On ne s’est pas excusées, ni l’une ni l’autre. Nous avons quand même réussi à nous mettre d'accord pour éviter tout contact verbale ou physique jusqu’à ce qu’on trouve le moyen de contrôler ce nouveau problème. Au début ça n’a pas été facile de ne pas se balancer les petites piques qui nous venaient. Et puis, notre emploi du temps à réglé le problème. Nous étions tous trop occupés, chacun de notre côté, à passer des test et des examens. Les seuls moment où nous pouvions discuter étaient nos temps de repas, trop rapide à mon goût.
J'ai tenté d'en savoir plus sur ma nouvelle situation auprès du docteur Logan, qui n'a rien voulu me dire sur les raisons de notre changement de comportement avec Natasha et moi. Il ne semble pas s'en inquiété, bien au contaire, il en est même enchanté et je ne sais pas si cela doit me rassurer.
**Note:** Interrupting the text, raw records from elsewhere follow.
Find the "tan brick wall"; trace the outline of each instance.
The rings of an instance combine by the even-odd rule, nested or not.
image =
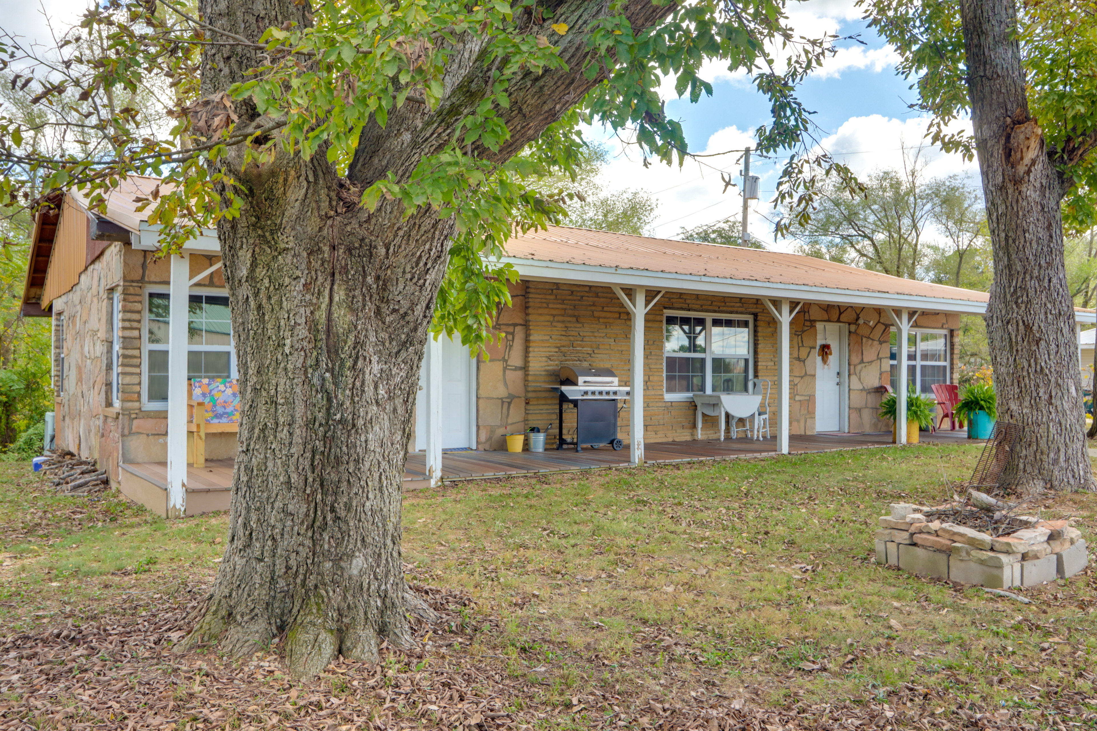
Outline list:
[[[477,449],[506,449],[506,434],[525,431],[525,283],[509,289],[511,306],[496,321],[502,341],[489,344],[476,366]]]
[[[544,429],[557,419],[556,396],[562,365],[606,366],[629,384],[630,318],[611,289],[599,286],[527,283],[525,425]],[[654,293],[649,294],[649,297]],[[753,298],[667,293],[645,319],[644,385],[645,434],[648,442],[694,438],[692,402],[667,401],[664,396],[663,318],[666,310],[745,315],[755,321],[754,377],[771,381],[769,411],[777,422],[777,323],[761,301]],[[805,305],[793,318],[790,351],[789,426],[793,434],[815,432],[815,336],[817,322],[845,322],[849,327],[849,427],[886,431],[877,418],[882,384],[889,377],[890,322],[873,308]],[[919,324],[934,318],[923,316]],[[951,316],[950,316],[951,317]],[[943,318],[948,320],[948,318]],[[483,388],[483,385],[482,385]],[[564,410],[565,436],[575,429],[575,410]],[[629,403],[618,416],[619,436],[629,439]],[[514,430],[517,431],[517,430]],[[555,434],[555,427],[553,429]],[[702,438],[717,436],[716,420],[702,420]],[[499,447],[494,447],[499,448]]]

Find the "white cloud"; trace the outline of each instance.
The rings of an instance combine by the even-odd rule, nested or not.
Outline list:
[[[0,28],[11,35],[21,36],[24,43],[37,42],[53,46],[53,33],[60,38],[88,9],[89,0],[41,0],[39,2],[5,2]]]
[[[869,69],[880,73],[898,64],[900,57],[891,46],[866,48],[852,46],[839,48],[838,53],[823,61],[822,68],[812,71],[813,79],[837,79],[842,71]]]
[[[590,130],[590,139],[599,134]],[[712,134],[703,149],[695,150],[700,155],[716,155],[700,161],[687,160],[682,168],[667,167],[653,161],[644,168],[634,155],[635,148],[623,146],[617,138],[607,139],[613,152],[610,164],[601,174],[601,182],[608,190],[643,189],[653,194],[658,202],[655,220],[655,236],[674,238],[680,228],[691,228],[704,224],[738,216],[743,207],[738,187],[724,191],[721,171],[738,180],[742,150],[754,144],[753,130],[739,129],[735,126],[724,127]],[[728,151],[731,150],[731,151]],[[717,155],[726,152],[724,155]],[[754,170],[761,174],[764,197],[772,197],[776,174],[766,168]],[[762,203],[762,208],[768,207]],[[755,217],[750,230],[760,238],[768,240],[769,224]]]

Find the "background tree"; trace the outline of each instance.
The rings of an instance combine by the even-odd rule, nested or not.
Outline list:
[[[599,176],[608,162],[604,145],[587,145],[570,171],[556,170],[535,182],[563,201],[567,212],[563,222],[568,226],[644,236],[655,221],[658,203],[644,190],[607,190]]]
[[[875,170],[862,179],[863,190],[853,194],[841,181],[827,179],[811,218],[788,229],[798,239],[796,251],[919,278],[927,253],[925,235],[938,206],[924,170],[917,153],[904,155],[903,170]]]
[[[1019,492],[1094,486],[1082,434],[1074,302],[1063,255],[1093,217],[1093,3],[867,0],[870,24],[917,78],[930,136],[977,156],[994,248],[986,325],[1000,418],[1025,427],[1005,479]],[[949,124],[970,113],[974,135]],[[1092,225],[1092,222],[1089,224]]]
[[[930,244],[930,266],[938,272],[948,270],[950,274],[947,279],[930,275],[930,281],[963,287],[964,264],[989,243],[983,193],[963,175],[930,181],[927,189],[927,196],[934,201],[930,220],[942,240],[940,244]],[[980,286],[969,288],[985,290]]]
[[[743,221],[738,218],[725,218],[715,224],[705,224],[693,228],[682,227],[678,229],[678,238],[683,241],[699,241],[701,243],[722,243],[725,247],[743,245]],[[765,249],[766,244],[761,240],[750,236],[749,249]]]
[[[428,331],[484,343],[514,278],[496,263],[508,237],[565,213],[535,180],[574,171],[581,122],[627,128],[645,160],[681,162],[681,127],[656,89],[669,76],[693,101],[711,93],[698,76],[706,59],[747,70],[768,96],[759,152],[803,153],[815,140],[794,91],[833,39],[792,33],[781,0],[201,0],[199,11],[90,10],[83,33],[102,30],[109,62],[68,47],[45,59],[9,37],[0,50],[36,75],[32,101],[112,152],[34,153],[25,125],[0,116],[0,161],[45,171],[47,189],[82,186],[92,206],[126,174],[161,174],[144,203],[169,250],[216,224],[246,415],[225,558],[190,641],[249,654],[284,638],[297,674],[337,654],[373,661],[383,640],[407,642],[408,610],[429,614],[399,551],[407,404]],[[767,49],[790,45],[774,69]],[[136,110],[103,113],[105,93],[150,76],[180,100],[167,137],[138,133]],[[12,203],[26,190],[0,184]]]

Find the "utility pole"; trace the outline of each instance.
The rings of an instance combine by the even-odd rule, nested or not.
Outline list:
[[[747,233],[747,194],[750,183],[750,148],[743,151],[743,245],[750,245],[750,235]]]

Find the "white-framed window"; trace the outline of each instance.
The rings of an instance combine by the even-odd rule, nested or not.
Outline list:
[[[118,408],[118,316],[122,311],[122,292],[115,289],[111,294],[111,406]]]
[[[664,398],[745,393],[754,372],[754,318],[664,311]]]
[[[188,309],[186,377],[236,378],[228,296],[192,288]],[[146,290],[142,322],[142,403],[147,408],[168,407],[170,322],[171,295],[163,289]]]
[[[54,318],[57,323],[54,330],[54,336],[57,339],[57,345],[54,349],[57,352],[57,396],[65,396],[65,313]]]
[[[898,382],[896,366],[898,333],[891,332],[891,385]],[[906,382],[915,384],[919,393],[932,396],[935,384],[948,384],[949,332],[948,330],[914,330],[907,333]]]

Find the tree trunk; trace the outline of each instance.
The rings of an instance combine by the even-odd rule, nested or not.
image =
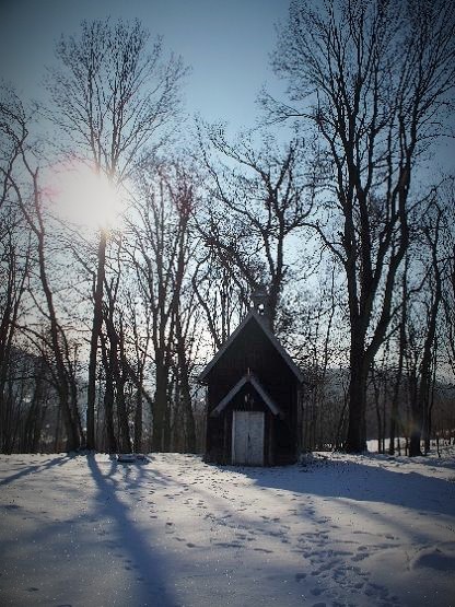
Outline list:
[[[95,400],[96,400],[96,358],[98,339],[103,326],[103,287],[105,278],[107,233],[102,230],[100,233],[96,283],[93,305],[93,323],[90,338],[89,358],[89,385],[86,394],[86,448],[96,448],[95,441]]]

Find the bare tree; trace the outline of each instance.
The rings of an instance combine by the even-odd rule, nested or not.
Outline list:
[[[149,34],[136,21],[82,22],[79,37],[61,37],[60,66],[50,70],[49,118],[66,135],[66,151],[118,186],[137,163],[150,157],[168,136],[179,108],[186,74],[182,59],[163,60],[158,39],[148,52]],[[95,448],[96,359],[103,325],[108,230],[100,230],[88,387],[89,448]]]
[[[280,150],[271,136],[262,135],[256,150],[250,136],[230,143],[215,127],[207,136],[207,142],[201,139],[208,197],[200,234],[246,302],[252,291],[266,284],[266,312],[273,328],[291,278],[287,245],[312,211],[302,168],[303,141],[295,138]]]
[[[170,373],[175,353],[178,302],[190,259],[194,186],[178,164],[152,165],[148,172],[142,171],[139,178],[127,248],[143,307],[150,315],[150,355],[155,380],[152,448],[167,451],[171,444]]]
[[[51,281],[49,279],[48,262],[46,257],[46,224],[43,212],[43,191],[39,182],[39,170],[33,165],[33,154],[28,145],[27,118],[21,102],[15,97],[14,103],[9,107],[2,107],[2,124],[12,141],[14,149],[14,171],[1,168],[4,177],[4,190],[14,197],[14,203],[21,210],[23,218],[34,238],[33,245],[36,246],[37,272],[43,289],[45,307],[42,308],[34,297],[37,310],[43,313],[48,322],[49,343],[55,362],[56,386],[60,402],[61,415],[63,416],[67,431],[68,448],[78,448],[81,444],[81,423],[77,394],[71,386],[74,376],[69,362],[69,345],[66,331],[58,318],[55,304]],[[4,120],[4,121],[3,121]],[[11,306],[10,306],[11,307]],[[12,306],[12,318],[16,316],[15,306]],[[11,324],[11,318],[10,318]],[[30,328],[28,332],[33,332]]]
[[[346,276],[351,452],[366,446],[368,372],[409,243],[412,175],[452,106],[454,20],[448,0],[329,0],[320,10],[293,0],[273,59],[290,102],[264,97],[270,120],[300,120],[323,147],[327,191],[313,227]]]

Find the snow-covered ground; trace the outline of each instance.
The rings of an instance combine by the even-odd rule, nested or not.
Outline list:
[[[0,456],[0,605],[455,606],[454,451]]]

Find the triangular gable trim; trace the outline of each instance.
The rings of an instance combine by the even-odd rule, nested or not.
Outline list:
[[[225,395],[225,397],[222,400],[220,400],[220,402],[210,413],[210,417],[213,417],[213,418],[218,417],[228,407],[231,400],[240,393],[243,386],[245,386],[246,384],[252,384],[252,386],[258,393],[258,395],[267,405],[267,407],[270,409],[270,411],[273,413],[273,416],[280,416],[280,417],[283,416],[283,412],[281,411],[281,409],[270,398],[266,389],[260,385],[257,377],[248,373],[247,375],[244,375],[242,380],[240,380],[232,389],[229,390],[229,393]]]
[[[284,348],[278,341],[278,339],[275,337],[275,335],[271,332],[271,330],[268,327],[266,327],[265,322],[262,320],[260,314],[258,314],[253,308],[248,312],[248,314],[245,316],[245,318],[242,320],[242,323],[238,325],[238,327],[235,329],[235,331],[233,334],[231,334],[231,336],[226,339],[226,341],[223,343],[223,346],[220,348],[220,350],[215,353],[215,355],[212,358],[212,360],[207,364],[207,366],[203,369],[203,371],[199,374],[198,381],[200,383],[203,383],[206,376],[210,373],[210,371],[213,369],[213,366],[217,364],[217,362],[221,359],[221,357],[224,354],[224,352],[228,350],[228,348],[231,346],[231,343],[233,341],[235,341],[238,334],[242,332],[244,327],[252,320],[252,318],[254,318],[259,324],[260,328],[266,334],[266,336],[269,338],[273,348],[279,352],[279,354],[281,355],[281,358],[285,362],[285,364],[289,366],[289,369],[295,375],[296,380],[301,384],[305,383],[305,380],[302,375],[302,372],[300,371],[298,365],[294,363],[294,361],[291,359],[291,357],[288,354],[288,352],[284,350]]]

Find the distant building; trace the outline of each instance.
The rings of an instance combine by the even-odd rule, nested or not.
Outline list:
[[[268,328],[264,310],[256,299],[199,375],[207,385],[208,462],[273,466],[298,458],[304,377]]]

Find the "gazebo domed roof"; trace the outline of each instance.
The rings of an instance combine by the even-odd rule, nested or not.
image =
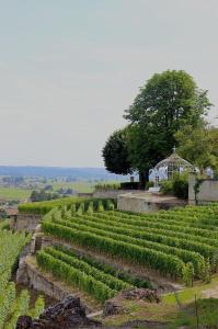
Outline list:
[[[167,159],[160,161],[158,164],[156,164],[154,170],[158,171],[160,168],[167,169],[168,177],[171,177],[173,172],[181,172],[181,169],[193,169],[193,166],[185,159],[181,158],[176,154],[176,149],[174,147],[172,155]]]

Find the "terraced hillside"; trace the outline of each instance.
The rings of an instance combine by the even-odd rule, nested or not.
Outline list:
[[[30,241],[31,236],[25,232],[12,232],[7,220],[0,223],[0,329],[16,328],[16,320],[21,315],[37,317],[44,300],[38,297],[35,307],[30,307],[30,294],[26,290],[16,293],[12,274],[16,269],[21,250]]]
[[[217,204],[146,215],[118,211],[78,213],[73,207],[55,208],[44,217],[42,229],[60,241],[145,266],[162,276],[183,281],[186,285],[192,285],[195,280],[208,282],[210,274],[218,270]],[[83,260],[76,261],[76,256],[66,254],[62,250],[46,249],[38,253],[37,260],[47,271],[91,294],[88,287],[90,277],[85,275],[92,276],[91,282],[105,283],[106,280],[100,280],[99,270],[95,271],[92,265],[90,269],[90,264],[84,265]],[[83,265],[88,272],[84,272]],[[69,266],[71,279],[65,277]],[[82,283],[77,279],[82,277],[81,272],[84,275]],[[106,283],[102,286],[102,296],[95,297],[104,299],[115,295],[125,287],[124,283],[118,283],[119,288],[115,288],[115,283]]]

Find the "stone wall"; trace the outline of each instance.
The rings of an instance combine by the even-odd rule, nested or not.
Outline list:
[[[206,179],[199,182],[198,193],[195,195],[196,174],[191,173],[188,180],[188,203],[204,204],[218,202],[218,180]]]
[[[152,213],[161,209],[183,206],[186,202],[174,196],[152,195],[151,193],[137,193],[118,195],[117,208],[133,213]]]
[[[66,286],[42,273],[32,262],[31,257],[22,258],[16,273],[16,282],[28,285],[36,291],[43,292],[54,299],[61,300],[72,293]]]
[[[39,224],[42,216],[33,214],[18,214],[11,216],[10,226],[15,230],[33,232]]]

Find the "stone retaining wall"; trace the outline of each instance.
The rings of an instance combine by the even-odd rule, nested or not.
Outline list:
[[[72,294],[70,290],[68,291],[55,281],[49,280],[45,274],[42,274],[41,271],[32,264],[30,257],[20,260],[16,282],[28,285],[57,300],[61,300]]]

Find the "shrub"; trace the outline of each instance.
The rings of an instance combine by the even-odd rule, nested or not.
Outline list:
[[[174,174],[170,181],[161,181],[161,192],[163,194],[172,194],[181,198],[188,197],[188,179],[187,173]]]

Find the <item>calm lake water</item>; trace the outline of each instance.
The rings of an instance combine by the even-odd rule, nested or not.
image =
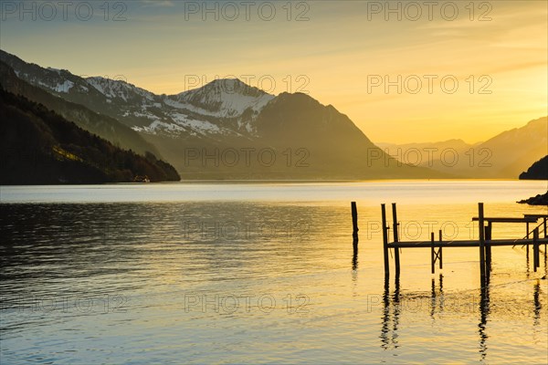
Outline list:
[[[546,363],[548,286],[525,248],[404,249],[384,279],[380,203],[402,239],[477,236],[546,182],[1,187],[1,363]],[[350,202],[359,211],[357,256]],[[391,214],[389,214],[391,217]],[[391,219],[391,218],[389,218]],[[522,238],[523,224],[493,237]],[[391,264],[393,262],[391,261]]]

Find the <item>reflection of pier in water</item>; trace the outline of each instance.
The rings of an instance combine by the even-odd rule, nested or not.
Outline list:
[[[432,288],[428,292],[406,292],[403,294],[400,291],[400,280],[399,277],[395,278],[394,291],[390,291],[390,284],[388,277],[385,279],[385,290],[383,294],[382,303],[383,311],[381,314],[381,348],[383,349],[394,349],[399,348],[401,345],[398,343],[399,335],[399,324],[401,317],[408,313],[413,315],[419,310],[427,311],[422,308],[422,304],[428,303],[429,308],[427,312],[430,318],[434,321],[437,314],[441,313],[458,313],[467,311],[468,313],[477,313],[478,318],[478,343],[479,352],[481,360],[487,360],[488,354],[488,325],[490,318],[497,314],[502,314],[505,305],[516,306],[514,301],[508,301],[501,303],[504,298],[498,298],[497,305],[502,308],[502,311],[492,313],[490,307],[490,291],[491,286],[484,286],[478,291],[465,292],[465,293],[444,293],[443,288],[443,275],[439,274],[438,280],[432,278]],[[467,294],[468,293],[468,294]],[[453,300],[448,300],[451,296],[457,297]],[[532,290],[532,305],[533,305],[533,326],[541,326],[541,316],[543,312],[543,306],[541,303],[541,282],[540,279],[536,280],[536,283]],[[414,303],[412,306],[410,303]],[[371,303],[368,303],[371,305]]]

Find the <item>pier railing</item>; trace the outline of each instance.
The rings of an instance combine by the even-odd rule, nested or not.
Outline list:
[[[353,215],[353,236],[354,243],[354,252],[357,250],[358,242],[358,225],[357,225],[357,208],[355,202],[352,203]],[[401,241],[398,235],[399,222],[397,220],[397,209],[395,203],[392,203],[392,233],[393,240],[390,241],[390,226],[387,223],[385,204],[381,204],[382,231],[383,231],[383,252],[385,264],[385,276],[390,275],[390,250],[394,250],[394,261],[395,266],[395,276],[399,277],[401,271],[400,250],[403,248],[430,248],[430,267],[432,274],[436,271],[436,264],[439,269],[443,268],[443,248],[449,247],[477,247],[480,254],[480,273],[481,282],[489,280],[491,271],[491,248],[494,246],[515,246],[522,245],[527,246],[527,260],[529,260],[529,245],[532,246],[533,253],[533,269],[536,272],[540,267],[540,246],[544,245],[544,256],[546,256],[546,245],[548,237],[546,236],[546,221],[548,214],[523,214],[522,217],[486,217],[483,211],[483,203],[478,203],[478,216],[472,217],[472,222],[478,222],[479,236],[478,239],[469,240],[447,240],[442,236],[440,230],[436,239],[434,232],[430,233],[430,239],[427,241]],[[538,224],[539,219],[543,219],[540,224],[530,231],[531,224]],[[527,235],[523,238],[517,239],[494,239],[492,236],[493,224],[526,224]],[[541,236],[543,234],[543,236]],[[545,262],[546,260],[544,260]]]

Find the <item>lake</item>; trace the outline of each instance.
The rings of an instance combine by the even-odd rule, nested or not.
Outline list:
[[[2,186],[2,363],[546,363],[543,253],[535,273],[524,247],[494,247],[482,290],[477,248],[444,250],[435,275],[429,249],[404,249],[399,280],[385,281],[380,230],[380,204],[397,203],[406,239],[477,237],[479,202],[486,216],[547,214],[515,203],[546,188]],[[494,238],[524,235],[493,226]]]

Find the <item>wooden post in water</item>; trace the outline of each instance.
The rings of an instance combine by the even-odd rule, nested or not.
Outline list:
[[[350,204],[352,207],[352,237],[353,239],[353,246],[354,248],[357,248],[358,231],[360,230],[358,228],[358,208],[356,207],[356,202],[352,202]]]
[[[395,203],[392,203],[392,221],[393,221],[393,228],[394,232],[394,242],[399,242],[398,238],[398,224],[397,224],[397,213],[395,209]],[[399,276],[400,273],[400,266],[399,266],[399,248],[394,248],[394,260],[395,261],[395,276]]]
[[[439,230],[439,249],[437,250],[437,259],[439,260],[439,269],[441,270],[443,268],[443,252],[441,251],[441,242],[442,242],[442,235],[441,235],[441,229]],[[439,274],[441,275],[441,274]]]
[[[532,231],[532,267],[535,273],[537,267],[541,266],[539,248],[539,227],[536,227],[534,231]]]
[[[485,271],[490,272],[491,269],[491,245],[490,243],[487,242],[487,241],[490,241],[491,240],[491,232],[492,232],[492,224],[491,222],[489,222],[487,224],[487,226],[485,227]]]
[[[478,221],[480,224],[480,275],[481,283],[485,281],[485,226],[483,224],[483,203],[478,203]]]
[[[525,225],[526,225],[525,228],[527,229],[527,232],[525,232],[527,234],[526,238],[529,239],[529,222],[526,222]],[[527,261],[529,261],[529,244],[527,244],[527,248],[526,249],[527,249]]]
[[[432,245],[430,247],[430,267],[432,269],[432,274],[434,274],[436,272],[436,267],[434,266],[434,232],[430,233],[430,240],[432,242]]]
[[[385,204],[381,204],[381,212],[383,215],[383,252],[385,254],[385,278],[390,276],[390,266],[388,264],[388,227],[386,226],[386,208]]]

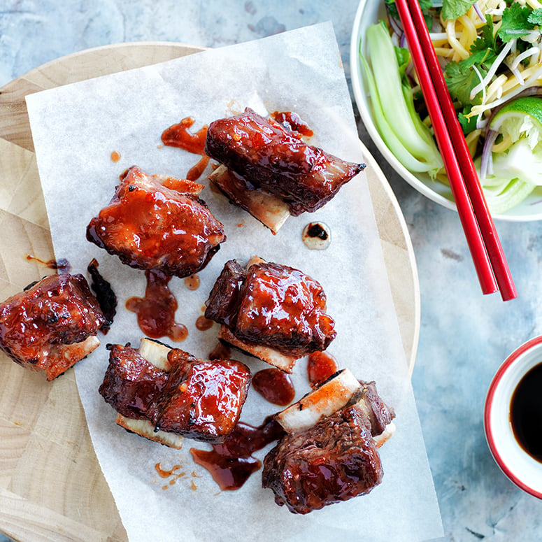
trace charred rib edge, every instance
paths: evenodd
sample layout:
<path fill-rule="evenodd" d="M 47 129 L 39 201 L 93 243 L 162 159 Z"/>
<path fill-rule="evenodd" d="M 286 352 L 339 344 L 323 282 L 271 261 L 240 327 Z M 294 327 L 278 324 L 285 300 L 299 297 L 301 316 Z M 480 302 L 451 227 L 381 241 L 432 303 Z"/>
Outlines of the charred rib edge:
<path fill-rule="evenodd" d="M 359 382 L 350 369 L 345 369 L 320 387 L 302 397 L 276 415 L 288 433 L 304 431 L 341 410 L 359 389 Z"/>
<path fill-rule="evenodd" d="M 171 369 L 167 359 L 167 354 L 170 350 L 171 349 L 169 346 L 148 338 L 142 338 L 139 345 L 141 355 L 161 371 L 169 371 Z M 154 426 L 148 420 L 134 420 L 123 416 L 122 414 L 117 414 L 115 422 L 121 427 L 154 442 L 165 444 L 177 450 L 180 450 L 183 446 L 181 435 L 162 430 L 155 431 Z"/>
<path fill-rule="evenodd" d="M 285 373 L 291 373 L 296 362 L 296 357 L 287 356 L 274 348 L 270 348 L 269 346 L 262 346 L 262 345 L 246 342 L 237 338 L 224 325 L 220 327 L 220 331 L 218 332 L 218 338 L 231 345 L 231 346 L 234 346 L 236 348 L 243 350 L 247 354 L 250 354 L 269 363 L 270 365 L 273 365 Z"/>
<path fill-rule="evenodd" d="M 208 176 L 209 180 L 235 205 L 238 205 L 259 220 L 273 234 L 290 216 L 290 208 L 280 198 L 260 188 L 248 190 L 232 180 L 233 173 L 224 165 L 219 166 Z"/>

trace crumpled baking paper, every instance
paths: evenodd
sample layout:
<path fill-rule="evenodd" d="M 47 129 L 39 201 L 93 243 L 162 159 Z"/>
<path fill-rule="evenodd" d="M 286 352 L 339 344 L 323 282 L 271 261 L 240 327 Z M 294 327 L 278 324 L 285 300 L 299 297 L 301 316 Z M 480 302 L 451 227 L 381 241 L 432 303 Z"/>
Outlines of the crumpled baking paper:
<path fill-rule="evenodd" d="M 115 412 L 98 393 L 108 363 L 106 344 L 139 344 L 136 316 L 124 304 L 143 295 L 145 281 L 142 271 L 87 242 L 86 226 L 108 203 L 126 168 L 183 177 L 198 162 L 197 155 L 161 145 L 165 128 L 192 116 L 195 131 L 246 106 L 262 114 L 293 110 L 314 131 L 311 144 L 362 161 L 331 24 L 46 90 L 27 102 L 56 257 L 83 273 L 96 257 L 119 299 L 109 334 L 76 371 L 96 453 L 130 541 L 218 542 L 248 536 L 262 542 L 337 537 L 389 542 L 441 536 L 364 173 L 323 209 L 290 217 L 276 236 L 206 187 L 201 197 L 224 223 L 228 239 L 198 273 L 197 290 L 176 278 L 170 287 L 179 304 L 176 320 L 189 330 L 187 338 L 173 345 L 204 358 L 217 343 L 217 325 L 201 331 L 195 322 L 228 259 L 245 262 L 257 255 L 321 283 L 336 322 L 329 351 L 358 378 L 375 380 L 397 413 L 397 432 L 380 448 L 383 481 L 370 494 L 299 515 L 275 504 L 271 491 L 261 487 L 260 472 L 241 489 L 222 492 L 190 454 L 190 448 L 206 445 L 185 439 L 176 450 L 129 434 L 115 424 Z M 113 151 L 120 154 L 117 162 L 111 159 Z M 200 181 L 208 185 L 206 175 Z M 325 250 L 310 250 L 301 241 L 303 228 L 315 220 L 331 229 Z M 234 353 L 254 372 L 264 365 Z M 308 391 L 306 360 L 298 362 L 293 380 L 297 398 Z M 241 421 L 257 425 L 276 410 L 252 390 Z M 266 451 L 255 455 L 262 459 Z M 171 474 L 162 478 L 157 465 Z"/>

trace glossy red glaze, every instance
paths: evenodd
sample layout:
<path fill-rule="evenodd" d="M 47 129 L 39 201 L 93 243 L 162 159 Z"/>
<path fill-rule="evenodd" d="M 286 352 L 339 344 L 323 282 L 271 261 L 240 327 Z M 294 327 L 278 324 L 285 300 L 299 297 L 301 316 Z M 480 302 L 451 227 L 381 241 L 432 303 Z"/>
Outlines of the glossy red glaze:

A la fin du déjeuner, et après avoir jeté un œil complice à Sébastien, on m’emmène à mes habituels examens. On m’assoie sur un fauteuil confortable, heureusement étant donné le temps que j'y passe, et on m’installe un appareil sur la tête. Les tests sont simples, il me suffit de dire l’image que je vois et il analyse mon cerveau derrière leurs ordinateurs. Du moins c'est que je suppose, je ne suis pas assez calée en technologie pour y comprendre quoique ce soit. Je tente également d'espionner leur conversation. J’arrive à entendre quelques mots comme « cortex », « hypothalamus » rien de bien concret pour moi, ce qui ne me sert à rien.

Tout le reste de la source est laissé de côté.